In Hawaii, wild pigs are considered a nuisance more often than not, especially when they dig up farmland, looking for food, and eat mac nuts and fruits from the trees on peoples’ land. The pigs were not in on the land deals, so they don’t know they are trespassing. But they probably wouldn’t have cared anyway, because once pigs establish a walking path, they defend it as their territory. They are known to be vicious, and can be, but so can humans. Perhaps they’ve heard the worst about us and are responding to our stereotype in kind.
My fiancee Carol and I bumped into my old landlord, Gus, in a restaurant in Kona a few months back. He had moved to the other side of the island, the Hilo side, because his uncle died and left his family the farm. I asked Gus about the chickens and he said they were doing well.
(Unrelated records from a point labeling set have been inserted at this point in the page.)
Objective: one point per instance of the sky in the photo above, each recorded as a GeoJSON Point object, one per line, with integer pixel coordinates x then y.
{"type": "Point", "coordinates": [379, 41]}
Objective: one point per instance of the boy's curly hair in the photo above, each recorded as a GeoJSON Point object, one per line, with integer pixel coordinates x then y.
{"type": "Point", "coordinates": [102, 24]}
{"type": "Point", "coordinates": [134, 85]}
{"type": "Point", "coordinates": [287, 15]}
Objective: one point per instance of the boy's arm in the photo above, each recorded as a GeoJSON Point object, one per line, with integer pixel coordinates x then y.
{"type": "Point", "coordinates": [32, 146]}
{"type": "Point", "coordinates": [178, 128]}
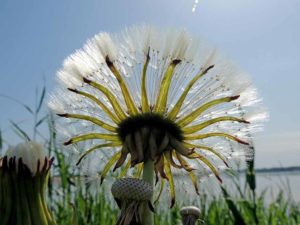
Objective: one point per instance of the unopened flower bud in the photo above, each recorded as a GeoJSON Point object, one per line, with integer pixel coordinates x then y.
{"type": "Point", "coordinates": [24, 172]}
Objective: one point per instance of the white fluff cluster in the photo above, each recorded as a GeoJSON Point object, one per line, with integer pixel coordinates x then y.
{"type": "Point", "coordinates": [128, 52]}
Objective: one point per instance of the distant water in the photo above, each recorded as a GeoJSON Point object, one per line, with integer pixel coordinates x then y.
{"type": "Point", "coordinates": [289, 182]}
{"type": "Point", "coordinates": [273, 183]}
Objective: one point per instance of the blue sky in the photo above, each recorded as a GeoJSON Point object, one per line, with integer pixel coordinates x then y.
{"type": "Point", "coordinates": [262, 37]}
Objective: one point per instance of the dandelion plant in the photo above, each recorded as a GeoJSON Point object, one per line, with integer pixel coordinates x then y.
{"type": "Point", "coordinates": [158, 101]}
{"type": "Point", "coordinates": [24, 172]}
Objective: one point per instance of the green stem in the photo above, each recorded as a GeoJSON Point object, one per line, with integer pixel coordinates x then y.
{"type": "Point", "coordinates": [148, 175]}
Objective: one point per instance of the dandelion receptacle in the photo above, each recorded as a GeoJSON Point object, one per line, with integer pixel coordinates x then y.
{"type": "Point", "coordinates": [155, 102]}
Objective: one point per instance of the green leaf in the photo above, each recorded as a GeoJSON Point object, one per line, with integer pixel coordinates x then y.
{"type": "Point", "coordinates": [233, 208]}
{"type": "Point", "coordinates": [41, 100]}
{"type": "Point", "coordinates": [1, 141]}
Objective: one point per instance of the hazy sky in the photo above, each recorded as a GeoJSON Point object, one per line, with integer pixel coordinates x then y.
{"type": "Point", "coordinates": [262, 37]}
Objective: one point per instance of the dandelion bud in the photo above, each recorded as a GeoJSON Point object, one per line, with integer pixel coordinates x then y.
{"type": "Point", "coordinates": [130, 194]}
{"type": "Point", "coordinates": [189, 215]}
{"type": "Point", "coordinates": [24, 172]}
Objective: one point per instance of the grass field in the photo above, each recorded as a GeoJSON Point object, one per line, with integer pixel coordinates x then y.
{"type": "Point", "coordinates": [74, 202]}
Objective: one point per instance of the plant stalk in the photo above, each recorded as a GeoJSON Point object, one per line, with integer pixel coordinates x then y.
{"type": "Point", "coordinates": [148, 175]}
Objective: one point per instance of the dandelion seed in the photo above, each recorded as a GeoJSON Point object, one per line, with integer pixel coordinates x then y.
{"type": "Point", "coordinates": [155, 95]}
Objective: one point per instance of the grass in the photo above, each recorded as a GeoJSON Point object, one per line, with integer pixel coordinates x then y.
{"type": "Point", "coordinates": [75, 202]}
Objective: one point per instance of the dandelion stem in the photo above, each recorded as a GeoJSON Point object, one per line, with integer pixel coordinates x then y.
{"type": "Point", "coordinates": [148, 175]}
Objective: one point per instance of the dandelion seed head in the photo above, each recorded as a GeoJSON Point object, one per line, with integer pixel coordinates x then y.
{"type": "Point", "coordinates": [149, 93]}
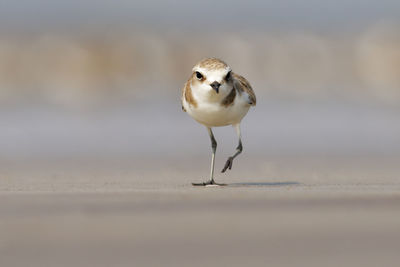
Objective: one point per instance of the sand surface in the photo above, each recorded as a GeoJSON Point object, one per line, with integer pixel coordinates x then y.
{"type": "Point", "coordinates": [289, 211]}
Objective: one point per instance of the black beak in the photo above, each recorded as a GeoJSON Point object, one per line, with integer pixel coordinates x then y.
{"type": "Point", "coordinates": [215, 86]}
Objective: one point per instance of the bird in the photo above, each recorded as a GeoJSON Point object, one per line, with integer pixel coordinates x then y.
{"type": "Point", "coordinates": [215, 96]}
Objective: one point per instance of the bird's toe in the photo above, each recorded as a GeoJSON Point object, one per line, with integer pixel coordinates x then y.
{"type": "Point", "coordinates": [228, 164]}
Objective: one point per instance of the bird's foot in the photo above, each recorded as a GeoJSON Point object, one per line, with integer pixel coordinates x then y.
{"type": "Point", "coordinates": [208, 183]}
{"type": "Point", "coordinates": [228, 164]}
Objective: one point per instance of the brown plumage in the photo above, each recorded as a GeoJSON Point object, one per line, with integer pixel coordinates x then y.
{"type": "Point", "coordinates": [187, 94]}
{"type": "Point", "coordinates": [215, 96]}
{"type": "Point", "coordinates": [229, 99]}
{"type": "Point", "coordinates": [242, 85]}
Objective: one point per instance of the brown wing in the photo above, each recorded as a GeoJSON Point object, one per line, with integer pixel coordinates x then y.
{"type": "Point", "coordinates": [183, 95]}
{"type": "Point", "coordinates": [187, 95]}
{"type": "Point", "coordinates": [242, 85]}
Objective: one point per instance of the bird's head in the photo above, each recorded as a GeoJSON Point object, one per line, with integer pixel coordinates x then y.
{"type": "Point", "coordinates": [212, 75]}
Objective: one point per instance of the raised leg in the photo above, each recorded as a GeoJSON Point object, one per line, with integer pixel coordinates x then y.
{"type": "Point", "coordinates": [214, 149]}
{"type": "Point", "coordinates": [239, 149]}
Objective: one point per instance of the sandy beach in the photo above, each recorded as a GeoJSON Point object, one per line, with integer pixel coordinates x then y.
{"type": "Point", "coordinates": [279, 212]}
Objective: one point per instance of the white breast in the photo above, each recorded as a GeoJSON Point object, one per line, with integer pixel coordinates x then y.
{"type": "Point", "coordinates": [212, 114]}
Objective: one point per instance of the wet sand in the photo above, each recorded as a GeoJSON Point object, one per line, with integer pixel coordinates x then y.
{"type": "Point", "coordinates": [141, 212]}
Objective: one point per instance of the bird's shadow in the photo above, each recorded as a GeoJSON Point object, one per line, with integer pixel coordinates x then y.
{"type": "Point", "coordinates": [263, 184]}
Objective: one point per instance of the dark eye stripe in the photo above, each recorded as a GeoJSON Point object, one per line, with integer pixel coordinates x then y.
{"type": "Point", "coordinates": [228, 76]}
{"type": "Point", "coordinates": [199, 75]}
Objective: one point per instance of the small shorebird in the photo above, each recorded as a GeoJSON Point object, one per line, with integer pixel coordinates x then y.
{"type": "Point", "coordinates": [215, 96]}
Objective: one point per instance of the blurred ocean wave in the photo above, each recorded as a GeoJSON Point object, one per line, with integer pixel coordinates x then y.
{"type": "Point", "coordinates": [75, 70]}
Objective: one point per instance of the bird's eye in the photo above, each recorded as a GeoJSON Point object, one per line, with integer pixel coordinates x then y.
{"type": "Point", "coordinates": [228, 76]}
{"type": "Point", "coordinates": [199, 75]}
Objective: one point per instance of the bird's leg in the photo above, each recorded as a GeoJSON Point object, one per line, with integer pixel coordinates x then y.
{"type": "Point", "coordinates": [239, 150]}
{"type": "Point", "coordinates": [214, 149]}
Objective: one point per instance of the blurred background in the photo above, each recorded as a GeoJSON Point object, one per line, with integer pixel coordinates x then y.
{"type": "Point", "coordinates": [103, 78]}
{"type": "Point", "coordinates": [97, 157]}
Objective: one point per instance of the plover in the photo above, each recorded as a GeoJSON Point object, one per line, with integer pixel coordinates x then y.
{"type": "Point", "coordinates": [215, 96]}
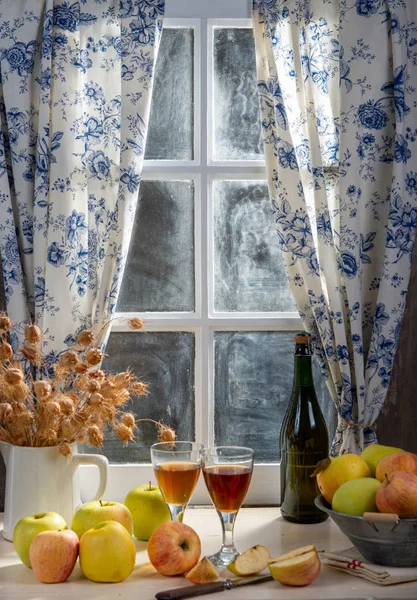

When he was my landlord, I lived in the Ohana, a small apartment traditionally reserved for family, attached to his house. Our yard was like one big chicken coop. There were forty-something giant, nervous birds jumping on the roof, sleeping in trees, bgawk!-ing at all hours of the day.
The chickens were wild, not bought, and they loved Gus. He fed them every morning and evening. If one of them got hurt he would put them in a large cage on the ground so that they were separated out and safe, but still with their friends and family, who would sit with them, clucking softly outside the cage. They returned the favor with eggs. You might suppose they laid eggs around the yard willy-nilly, but I know they sacrificed some out of kindness. I know this because starting the morning after I lost my job, eggs began showing up on my doorstep. I thought Gus’s wife was leaving them for me, but it turned out no one was. No human was, anyway.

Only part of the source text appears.